Quality statement 4: Discussing risks and benefits of statins for primary prevention

Quality statement

Adults with a 10‑year risk of cardiovascular disease (CVD) of 10% or more for whom lifestyle changes are ineffective or inappropriate, discuss the risks and benefits of starting statin therapy with their healthcare professional.

Rationale

People who are better informed and involved in decisions about their care are more likely to adhere to their chosen treatment plan, which improves patient experience and clinical outcomes.

Quality measures

Structure

Evidence of local arrangements to ensure that adults with a 10‑year risk of CVD of 10% or more, for whom lifestyle changes are ineffective or inappropriate, discuss with their healthcare professional the risks and benefits of starting statin therapy.

Data source: Local data collection.

Process

Proportion of adults with a 10‑year risk of CVD of 10% or more, for whom lifestyle changes are ineffective or inappropriate, with a recorded discussion on the risks and benefits of starting statin therapy.

Numerator – the number in the denominator who have a record of a discussion on the risks and benefits of starting statin therapy.

Denominator – the number of adults with a 10‑year risk of CVD of 10% or more for whom lifestyle changes have been ineffective or are inappropriate.

Data source: Local data collection.

What the quality statement means for service providers, healthcare professionals, and commissioners

Service providers (primary care) ensure that adults with a 10‑year risk of CVD of 10% or more, for whom lifestyle changes are ineffective or inappropriate, have a documented discussion with their healthcare professional about the risks and benefits of starting statin therapy.

Healthcare professionals discuss the risks and benefits of starting statin therapy with adults who have a 10‑year risk of CVD of 10% or more for whom lifestyle changes have been ineffective or are inappropriate, and record details of the discussion and the person's decision.

Commissioners (NHS England area teams and clinical commissioning groups) ensure that adults with a 10‑year risk of CVD of 10% or more for whom lifestyle changes are ineffective or inappropriate have a documented discussion with their healthcare professional about the risks and benefits of starting statin therapy. Commissioners may do this by seeking evidence of practice, through clinical audits.

What the quality statement means for patients, service users and carers

Adults with a 1 in 10 or more chance of developing CVD in the next 10 years (a 10‑year risk of 10% or more) for whom lifestyle changes have not helped or are unsuitable, discuss with their doctor the risks and benefits of starting statin therapy. This should include information about how statin therapy may help to reduce their chances of having a heart attack or stroke in the future.

Source guidance

Definitions of terms used in this quality statement

Ineffective lifestyle changes

Lifestyle changes such as stopping smoking, increasing physical activity and changing diet that have not resulted in a reduction in CVD risk when QRISK2 is repeated are considered to have been ineffective. Use clinical judgement to determine how long to wait before lifestyle changes are considered ineffective, because this depends on the type of lifestyle changes and the person's wishes and needs. [Adapted from lipid modification (NICE guideline CG181) recommendation 1.3.16]

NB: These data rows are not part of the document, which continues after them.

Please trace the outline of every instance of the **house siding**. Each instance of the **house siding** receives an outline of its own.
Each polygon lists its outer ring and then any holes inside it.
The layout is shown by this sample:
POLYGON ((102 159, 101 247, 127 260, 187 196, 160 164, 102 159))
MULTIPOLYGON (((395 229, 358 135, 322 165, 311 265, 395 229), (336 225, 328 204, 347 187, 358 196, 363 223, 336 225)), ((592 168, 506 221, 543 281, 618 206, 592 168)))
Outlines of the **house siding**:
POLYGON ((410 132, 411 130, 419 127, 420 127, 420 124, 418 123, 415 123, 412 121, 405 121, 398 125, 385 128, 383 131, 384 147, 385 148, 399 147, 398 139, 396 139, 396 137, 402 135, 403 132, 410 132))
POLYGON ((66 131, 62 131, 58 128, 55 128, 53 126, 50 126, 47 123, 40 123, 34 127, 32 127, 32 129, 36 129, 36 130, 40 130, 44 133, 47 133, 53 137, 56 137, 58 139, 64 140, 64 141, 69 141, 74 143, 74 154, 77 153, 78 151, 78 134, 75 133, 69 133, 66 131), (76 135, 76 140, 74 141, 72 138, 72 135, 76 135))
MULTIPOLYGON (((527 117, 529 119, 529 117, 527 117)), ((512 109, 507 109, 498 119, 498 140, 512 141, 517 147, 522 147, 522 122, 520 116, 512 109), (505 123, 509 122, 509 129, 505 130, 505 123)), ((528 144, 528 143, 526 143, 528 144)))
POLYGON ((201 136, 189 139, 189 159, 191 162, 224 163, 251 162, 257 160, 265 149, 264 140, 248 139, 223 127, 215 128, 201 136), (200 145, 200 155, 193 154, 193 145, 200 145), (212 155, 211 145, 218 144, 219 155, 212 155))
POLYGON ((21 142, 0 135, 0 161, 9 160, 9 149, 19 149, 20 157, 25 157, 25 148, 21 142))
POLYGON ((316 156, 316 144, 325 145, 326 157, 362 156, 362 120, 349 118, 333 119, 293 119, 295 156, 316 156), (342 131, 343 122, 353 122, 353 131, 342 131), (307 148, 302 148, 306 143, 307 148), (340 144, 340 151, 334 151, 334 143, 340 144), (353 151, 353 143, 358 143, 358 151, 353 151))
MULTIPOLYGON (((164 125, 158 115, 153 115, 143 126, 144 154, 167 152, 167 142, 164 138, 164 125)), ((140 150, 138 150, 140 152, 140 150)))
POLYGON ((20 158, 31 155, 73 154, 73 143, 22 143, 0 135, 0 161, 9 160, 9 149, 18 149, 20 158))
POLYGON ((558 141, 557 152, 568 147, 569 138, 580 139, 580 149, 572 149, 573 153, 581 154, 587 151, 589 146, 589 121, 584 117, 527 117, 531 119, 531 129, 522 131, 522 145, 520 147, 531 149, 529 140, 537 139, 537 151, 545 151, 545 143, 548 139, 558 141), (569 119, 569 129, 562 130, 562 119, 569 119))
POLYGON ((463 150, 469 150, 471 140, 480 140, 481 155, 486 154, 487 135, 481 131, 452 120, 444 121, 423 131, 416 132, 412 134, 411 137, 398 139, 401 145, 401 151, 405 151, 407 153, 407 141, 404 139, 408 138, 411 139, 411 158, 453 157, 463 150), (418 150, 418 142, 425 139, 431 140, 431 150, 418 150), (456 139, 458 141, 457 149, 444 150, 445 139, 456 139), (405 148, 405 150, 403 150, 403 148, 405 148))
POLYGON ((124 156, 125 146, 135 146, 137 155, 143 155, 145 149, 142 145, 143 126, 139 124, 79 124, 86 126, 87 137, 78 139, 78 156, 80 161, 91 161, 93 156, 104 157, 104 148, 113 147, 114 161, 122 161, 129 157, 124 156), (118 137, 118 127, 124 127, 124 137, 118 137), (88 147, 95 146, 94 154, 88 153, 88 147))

Discussion about the risks and benefits of statin therapy

The discussion should include information about a person's risk of CVD and about the benefits and harms of statin therapy over a 10‑year period. The discussion and the person's decision should be documented. This information should be in a form that:

  • presents individualised risk and benefit scenarios

  • presents the absolute risk of events numerically

  • uses appropriate diagrams and text.

[Adapted from lipid modification (NICE guideline CG181) recommendations 1.1.25 and 1.1.26]

The NICE patient decision aid (2014) can be used to help make decisions about treatment with statins.

Equality and diversity considerations

The statement includes adults with a 10‑year risk of CVD exceeding 10%, as determined by their QRISK2 score if they are aged under 85 years. Adults aged 85 years and older should be considered to be at high risk based on age alone, particularly those who smoke or have high blood pressure. Because QRISK2 calculates a person's CVD risk over the next 10 years, its risk scores may underestimate risk in younger people or women who have additional risk because of underlying medical conditions, such as serious mental health problems or severe obesity (body mass index greater than 40 kg/m2). When using a QRISK2 risk score to inform drug treatment decisions, particularly if it is near to the threshold for treatment, take into account other factors that may predispose the person to premature CVD that may not be included in calculated risk scores.

The discussion about the risks and benefits of starting statin therapy should be sensitive to people's culture and faith, and tailored to their needs. An interpreter should be consulted if it is not appropriate to use an English‑language‑based patient decision aid, for example, for people whose first language is not English.